Thinking Group Meeting on Regenerative Medicine, Stem Cell Research and Associated Therapies
Ethical Issues in Muslim and Global
The speed at which stem cell science is developing has generated considerable enthusiasm among scientists, industry, health-related advocacy organizations, and patient populations that perceive benefit from these advances. It is also raising concerns, among policy makers and other interested parties to voice concerns about whether appropriate systems are in place to govern the technologies and whether societal values will be reflected in how stem cell research is conducted and will eventually be applied in practice.
The Aga Khan University (AKU) recognizes that stem cell research and associated potential stem cell treatments, xeno-transplantation for organ donation, and human genome editing whilst hold promise, pose significant challenges. Hence, AKU convened a committee tasked with examining the scientific underpinnings as well as the clinical, ethical, legal, and social implications of the use of human stem cells and genome-editing technologies in biomedical research and medicine to address the following issues:
What is the current state of the science of stem cell research and human gene editing, as well as possible future directions and challenges to further advances in this research?
What are the potential clinical applications that may hold promise for the treatment of human diseases? Are there ethical concerns that would preclude certain applications? What alternative approaches exist?
What is known about the efficacy and risks of potential stem cell treatments, xeno-transplantation and gene editing in humans, and what research might increase the specificity and efficacy of these while reducing risks? Further advances in stem cell research (e.g. generating gametes), and gene editing may introduce additional potential clinical applications. Are there disease areas where applying these emerging technologies will raise ethical challenges?
Can or should explicit scientific standards be established for determining the risk of stem cell treatments, xenotransplantation and quantifying off-target genome alterations and, if so, how should such standards be applied for use in the treatment of human diseases?
What are the current ethical, legal and regulatory standards in Muslim countries? If these standards exist, do they adequately address the questions raised in 4 including human gene and germ line editing? What are the ethical, legal, and social implications of the use of current unproven stem cell therapies and gene-editing technologies in humans?
If there are either minimal or no ethical, legal or regulatory standards, how will these evolve? Will Muslim countries adopt and adapt standards from a western optic?
What principles or frameworks in a Muslim context might provide appropriate oversight for somatic and germline editing in humans? How might they help determine whether, and which applications of, gene editing in humans should or should not go forward? What safeguards should be in place to ensure proper conduct of stem cell and gene-editing research and use of gene-editing techniques?
Provide examples of how these issues are being addressed in the Western context and in Muslim countries. What are the prospects for harmonizing policies?
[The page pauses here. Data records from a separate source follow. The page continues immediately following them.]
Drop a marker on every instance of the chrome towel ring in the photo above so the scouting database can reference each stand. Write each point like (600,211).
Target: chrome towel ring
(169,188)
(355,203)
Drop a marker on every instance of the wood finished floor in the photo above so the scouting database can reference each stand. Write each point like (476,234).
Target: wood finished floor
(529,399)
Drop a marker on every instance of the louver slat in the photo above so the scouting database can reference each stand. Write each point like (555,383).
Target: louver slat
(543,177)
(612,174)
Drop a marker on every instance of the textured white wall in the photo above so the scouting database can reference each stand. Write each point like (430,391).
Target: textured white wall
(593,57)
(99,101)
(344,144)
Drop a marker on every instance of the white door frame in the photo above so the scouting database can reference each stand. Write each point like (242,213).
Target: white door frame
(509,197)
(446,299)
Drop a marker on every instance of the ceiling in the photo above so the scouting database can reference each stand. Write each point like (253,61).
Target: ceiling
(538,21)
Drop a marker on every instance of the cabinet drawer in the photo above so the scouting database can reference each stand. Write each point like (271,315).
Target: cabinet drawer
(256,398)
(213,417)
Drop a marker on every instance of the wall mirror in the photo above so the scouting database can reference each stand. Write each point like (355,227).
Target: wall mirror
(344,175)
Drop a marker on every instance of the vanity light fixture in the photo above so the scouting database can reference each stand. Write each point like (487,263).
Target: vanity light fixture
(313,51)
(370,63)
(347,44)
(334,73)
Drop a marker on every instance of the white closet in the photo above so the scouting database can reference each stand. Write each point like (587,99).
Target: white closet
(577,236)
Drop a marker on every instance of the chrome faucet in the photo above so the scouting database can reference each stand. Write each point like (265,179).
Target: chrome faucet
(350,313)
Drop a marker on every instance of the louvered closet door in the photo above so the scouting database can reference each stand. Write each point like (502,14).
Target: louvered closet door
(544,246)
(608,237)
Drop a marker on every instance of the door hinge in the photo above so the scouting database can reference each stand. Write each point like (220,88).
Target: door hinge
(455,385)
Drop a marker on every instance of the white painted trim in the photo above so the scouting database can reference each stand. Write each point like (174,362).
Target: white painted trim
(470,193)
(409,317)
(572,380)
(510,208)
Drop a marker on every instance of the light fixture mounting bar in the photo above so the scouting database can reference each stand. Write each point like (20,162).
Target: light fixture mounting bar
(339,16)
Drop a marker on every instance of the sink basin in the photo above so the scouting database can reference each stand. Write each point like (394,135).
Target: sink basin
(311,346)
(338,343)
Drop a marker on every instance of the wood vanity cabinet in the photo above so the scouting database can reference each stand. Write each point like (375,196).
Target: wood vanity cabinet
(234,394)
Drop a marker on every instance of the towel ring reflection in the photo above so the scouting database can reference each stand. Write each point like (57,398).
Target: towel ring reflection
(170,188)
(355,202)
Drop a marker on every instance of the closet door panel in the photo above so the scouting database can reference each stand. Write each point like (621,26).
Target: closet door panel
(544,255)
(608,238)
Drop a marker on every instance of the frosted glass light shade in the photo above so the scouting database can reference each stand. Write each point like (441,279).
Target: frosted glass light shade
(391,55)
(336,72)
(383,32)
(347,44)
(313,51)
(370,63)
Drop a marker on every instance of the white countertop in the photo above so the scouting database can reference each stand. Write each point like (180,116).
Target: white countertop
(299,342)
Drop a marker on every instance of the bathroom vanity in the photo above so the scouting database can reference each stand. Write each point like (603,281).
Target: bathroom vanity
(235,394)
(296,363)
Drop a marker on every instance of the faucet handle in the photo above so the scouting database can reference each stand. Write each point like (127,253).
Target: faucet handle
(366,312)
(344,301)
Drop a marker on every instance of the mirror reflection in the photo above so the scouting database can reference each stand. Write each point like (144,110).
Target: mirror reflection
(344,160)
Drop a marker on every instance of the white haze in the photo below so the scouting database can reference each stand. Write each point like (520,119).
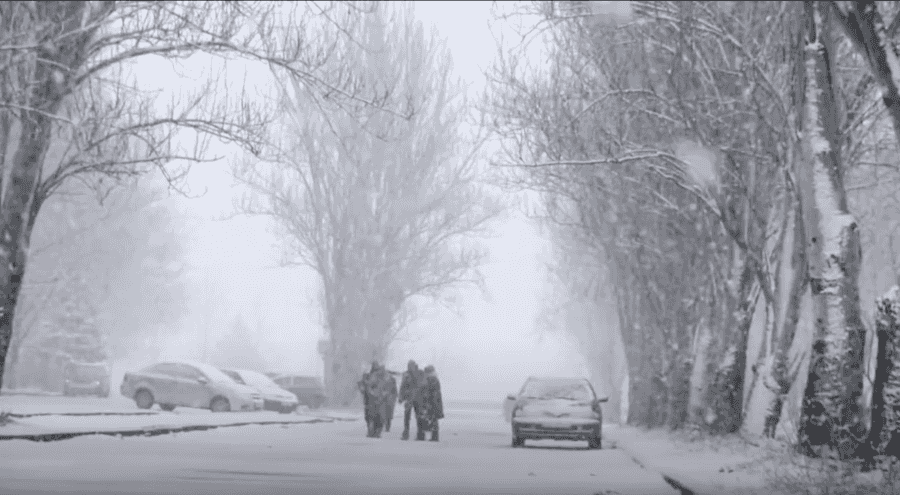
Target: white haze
(486,350)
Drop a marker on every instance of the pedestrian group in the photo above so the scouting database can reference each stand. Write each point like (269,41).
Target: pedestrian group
(420,394)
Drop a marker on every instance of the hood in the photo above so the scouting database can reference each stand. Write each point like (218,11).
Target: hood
(556,408)
(277,392)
What can be learned from the approaches being applied in different jurisdictions?
The esteemed panel of experts in the fields of Stem Cell Research and Regenerative Medicine, Theology, Law and Ethics included:
Professor Arnold Kriegstein, University of California, San Francisco, USA
Professor Azim Surani, University of Cambridge, UK
Professor Angel Chomorro Raya, Center of Regenerative Medicine in Barcelona, Spain
Professor Janet Rossant, University of Toronto, Canada
Ms Rose M Carter, Partner, Bennett Jones, Canada
Professor Timothy Caulfield, University of Alberta, Canada
Professor Ilhan Ilkilic, Istanbul University, Turkey
Professor Helena Pereira de Melo, Universidade NOVA de Lisboa, Portugal
Professor Rana Dajani, Hashemite University, Jordan
Professor Mohammed Ghaly, Hamad Bin Khalifa University, Qatar
Mr Ehsan Masood, Massachusetts Institute of Technology, USA
Her Excellency Dr Maryam Matar, UAE Genetic Diseases Association, UAE
Professor Maria Do Ceu Patrao Neves, University of the Azores, Portugal
Professor Ana Sofia Carvalho, Universidade Catolica Portuguesa, Portugal
Professor Laurie Zoloth, University of Chicago, USA
Professor El-Nasir Lalani, Aga Khan University, Pakistan
Professor Azim Nanji, Aga Khan University, Pakistan
Dr Bashir Jiwani, Fraser Health Ethics Services, Canada
The committee addressed the questions and prepared a report containing its findings and recommendations on how the fundamental, underlying principles may be adapted and adopted by Muslim countries that are considering the development of ethical, legal and regulatory standards. The deliberations from the participants of the Thinking Group resulted in curation of the “The Lisbon Statement", which concluded that:
The Lisbon Statement
Stem cell research is a global activity and is being practiced around the world with particular emphasis on the biology of pluripotent stem cells and their application to disease modeling and regenerative medicine. This issue affects populations across the spectrum of economic and educational status, so there is a duty to enlarge the ethical and legal discussion on stem cells. This discussion is beginning to encompass communities that have not been previously engaged, including in various Muslim contexts, creating greater and more enriching pluralistic dialogue. Advancing opportunities to learn from diverse perspectives and enhance transcultural and transdisciplinary approaches will enable better, more credible science which, in turn, will lead to better outcomes.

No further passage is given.